В английской традиции эталонным эмпатом в этом смысле являлся поэт-романтик Джон Китс, который мог даже жить жизнью неодушевленных вещей. Один современный критик так описывает дар Китса «проникать силой воображения в физические объекты»: «Чего стоит лишь то, как он выпрямился, напустив на себя “суровый и властный” вид, когда впервые прочел у другого поэта, Эдмунда Спенсера, о “расталкивающих морские волны китах”, или то, как он передавал в своих строках “цокот когтей” танцующего медведя, или же быстрый шквал ударов боксера, который сравнил с “постукиванием пальцев по оконному стеклу”. Или знаменитые моменты творческого внимания и сопереживания: “И
Эти примеры хорошо соотносились с опытами Роршаха. Китс, кстати, будучи студентом-медиком, следил за последними достижениями в неврологии и даже порой задействовал методы этой науки в своей поэзии. Швейцарский психиатр был, возможно, намного менее экспансивным, чем английский поэт-романтик, но культурный багаж Роршаха включал в себя и Джона Китса, восхищавшегося объемностью мира и скоростью его движений, – «мира золотой чередой», как Роршах часто говорил, цитируя свой любимый поэтический отрывок (авторства швейцарца Готфрида Келлера, на которого, в свою очередь, повлиял Китс).

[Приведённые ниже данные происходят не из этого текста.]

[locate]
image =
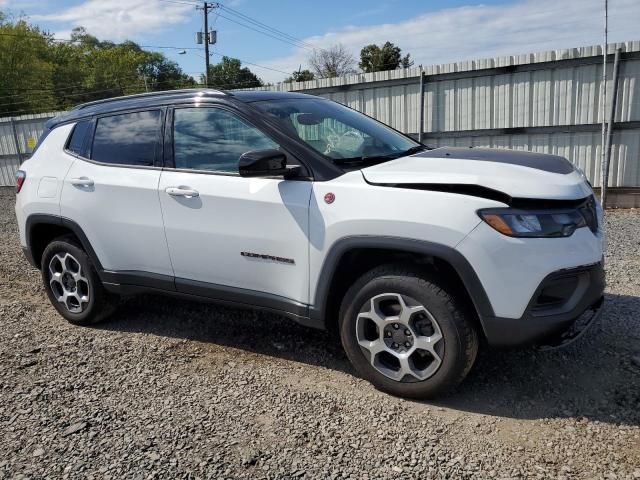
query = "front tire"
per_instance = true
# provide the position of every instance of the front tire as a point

Вишер тоже переживал подобные моменты, опережая Роршаха. «Когда я наблюдаю за неподвижным объектом, – писал Вишер, – я могу без труда поместить себя в его внутреннюю структуру, в его центр тяжести. Я могу придумать себе путь внутрь этого предмета». Он чувствовал себя «сжавшимся и незаметным», когда видел звезду или цветок, и испытывал «чувство величия и широты», исходящее от здания, воды или воздуха. «Мы часто можем наблюдать в самих себе занятный факт, как зрительный стимул вызывает некие ощущения не столько в наших глазах, сколько в какой-то другой части тела, и это ощущения иного рода, чем те, которые испытывают глаза. Когда я иду по жаркой улице, под ярким солнцем, и надеваю очки из темно-синего стекла, у меня мгновенно возникает впечатление, что моя кожа охлаждается». Не существует неопровержимых доказательств того, что Роршах читал Вишера, но он определенно читал труды, вдохновленные им, и в любом случае воспринимал мир похожим образом.
За десятилетия до «Толкования сновидений» Фрейда Вишер отслеживал ту же творческую активность разума, о которой писал Фрейд, но в противоположном направлении. Поскольку Фрейд хотел добраться до потаенного психологического подтекста снов, начав с их причудливой, кажущейся бессмысленной поверхности, ему нужно было знать, каким образом это скрытое содержимое было «спрессовано» или, говоря другими словами, преобразовано. Потом он следовал «вверх по течению сна», добираясь до его источника. Вишер же, напротив, оценивал эти трансформации сами по себе, как основу для эмпатии, творчества и любви. Фрейд был озабочен тем, как проистекает сам процесс, а Вишер – теми прекрасными формами, которые этот процесс может создать: «Каждое произведение искусства являет нам себя как человек, гармонично ощущающий себя в родственном окружении».